I'm using Apache Mahout as a recommendation engine. It's great, but I'm running into an issue that I'm not sure how to fix, and may or may not even be fixable...
All the recommendation data is computed and stored in memory. When I restart my machine I lose all that data and have to re-compute it. Is there a way to save what is in memory and then put it back into memory when the machine boots back up? I realize that I may not be asking this question using the correct terminology or even describing the mechanisms at work correctly, but in essence I just want to be able to restart my machine without losing all the data as the computations take a long time to complete.

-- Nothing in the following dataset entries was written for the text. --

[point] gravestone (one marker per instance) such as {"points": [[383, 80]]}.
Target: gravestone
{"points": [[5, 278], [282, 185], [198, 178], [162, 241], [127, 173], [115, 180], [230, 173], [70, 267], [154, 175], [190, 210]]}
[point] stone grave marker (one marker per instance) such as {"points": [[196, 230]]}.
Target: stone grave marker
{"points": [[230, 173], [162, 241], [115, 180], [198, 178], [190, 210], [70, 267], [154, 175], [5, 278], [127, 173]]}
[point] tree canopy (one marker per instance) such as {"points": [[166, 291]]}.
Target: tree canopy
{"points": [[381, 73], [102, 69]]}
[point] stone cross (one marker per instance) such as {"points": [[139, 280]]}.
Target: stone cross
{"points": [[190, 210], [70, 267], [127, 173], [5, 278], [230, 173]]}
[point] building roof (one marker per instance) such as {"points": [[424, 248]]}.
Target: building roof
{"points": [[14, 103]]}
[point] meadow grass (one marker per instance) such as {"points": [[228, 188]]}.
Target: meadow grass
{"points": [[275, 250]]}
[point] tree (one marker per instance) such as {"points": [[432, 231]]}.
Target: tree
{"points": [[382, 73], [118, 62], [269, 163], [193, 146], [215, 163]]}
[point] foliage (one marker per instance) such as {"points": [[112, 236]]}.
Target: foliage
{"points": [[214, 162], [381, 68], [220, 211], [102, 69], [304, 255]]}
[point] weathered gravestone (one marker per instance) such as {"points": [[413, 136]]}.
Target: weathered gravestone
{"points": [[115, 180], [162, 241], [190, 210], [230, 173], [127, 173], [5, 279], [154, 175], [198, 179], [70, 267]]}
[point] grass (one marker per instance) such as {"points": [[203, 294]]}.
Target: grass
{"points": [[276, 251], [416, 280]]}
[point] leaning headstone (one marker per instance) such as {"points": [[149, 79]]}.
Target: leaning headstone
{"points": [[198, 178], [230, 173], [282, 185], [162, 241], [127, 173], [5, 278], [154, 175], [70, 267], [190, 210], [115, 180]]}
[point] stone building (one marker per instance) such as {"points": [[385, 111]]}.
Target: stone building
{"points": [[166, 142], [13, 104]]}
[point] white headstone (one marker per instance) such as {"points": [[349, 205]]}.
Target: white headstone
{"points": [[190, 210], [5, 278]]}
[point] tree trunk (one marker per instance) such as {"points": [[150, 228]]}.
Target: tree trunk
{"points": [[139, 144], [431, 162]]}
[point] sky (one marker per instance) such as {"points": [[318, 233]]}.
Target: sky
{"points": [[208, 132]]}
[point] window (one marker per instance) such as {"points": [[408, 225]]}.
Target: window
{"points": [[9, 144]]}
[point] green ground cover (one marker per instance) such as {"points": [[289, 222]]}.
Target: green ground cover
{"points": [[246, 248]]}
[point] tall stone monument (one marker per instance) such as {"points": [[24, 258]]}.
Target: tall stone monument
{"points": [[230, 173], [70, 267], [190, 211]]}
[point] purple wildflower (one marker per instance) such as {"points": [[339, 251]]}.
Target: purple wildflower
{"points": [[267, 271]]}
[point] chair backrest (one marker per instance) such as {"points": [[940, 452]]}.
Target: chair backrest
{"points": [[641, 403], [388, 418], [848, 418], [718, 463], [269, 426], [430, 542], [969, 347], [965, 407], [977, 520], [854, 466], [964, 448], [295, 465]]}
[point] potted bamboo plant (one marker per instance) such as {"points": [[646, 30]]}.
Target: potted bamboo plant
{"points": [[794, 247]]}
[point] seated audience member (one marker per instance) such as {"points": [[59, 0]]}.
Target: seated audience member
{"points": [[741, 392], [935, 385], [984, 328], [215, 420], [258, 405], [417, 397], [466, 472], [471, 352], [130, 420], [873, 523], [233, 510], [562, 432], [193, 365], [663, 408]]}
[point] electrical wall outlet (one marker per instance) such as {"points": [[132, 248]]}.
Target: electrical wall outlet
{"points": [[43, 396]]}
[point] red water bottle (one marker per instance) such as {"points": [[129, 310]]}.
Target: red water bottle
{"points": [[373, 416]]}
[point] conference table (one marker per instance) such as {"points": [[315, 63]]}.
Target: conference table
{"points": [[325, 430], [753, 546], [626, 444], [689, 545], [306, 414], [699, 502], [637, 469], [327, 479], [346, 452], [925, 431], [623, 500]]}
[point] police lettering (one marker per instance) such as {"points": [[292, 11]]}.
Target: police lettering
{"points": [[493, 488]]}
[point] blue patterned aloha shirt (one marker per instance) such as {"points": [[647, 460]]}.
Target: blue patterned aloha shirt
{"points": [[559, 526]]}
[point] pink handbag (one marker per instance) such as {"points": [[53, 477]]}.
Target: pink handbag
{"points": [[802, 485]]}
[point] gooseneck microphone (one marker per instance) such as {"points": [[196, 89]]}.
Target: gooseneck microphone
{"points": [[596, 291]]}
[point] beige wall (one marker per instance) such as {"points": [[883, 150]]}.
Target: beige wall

Any help getting me in the right direction on how to solve this would be helpful. I'm not specifically looking for a Mahout-specific solution, just some help understanding the general problem... I'm in new territory here.
Thanks,
Mark
For recommendations, you may store the item-item similarities and load them during init. I do not know of an existing implementation in the Mahout distribution. But to quote a discussion from December 2011 on the mailing list:
A model for item-based collaborative filtering simply consists of the precomputed item similarities.
We currently support such a precomputation only as hadoop job, but it should be a matter of an hour to create a class that precalculates the item similarities sequentially using an ItemBasedRecommender.
You can either store these similarities in the database and load them via MySQLJDBCInMemoryItemSimilarity/SQL92JDBCInMemoryItemSimilarity or you can write them to a .csv file and load them via FileItemSimilarity.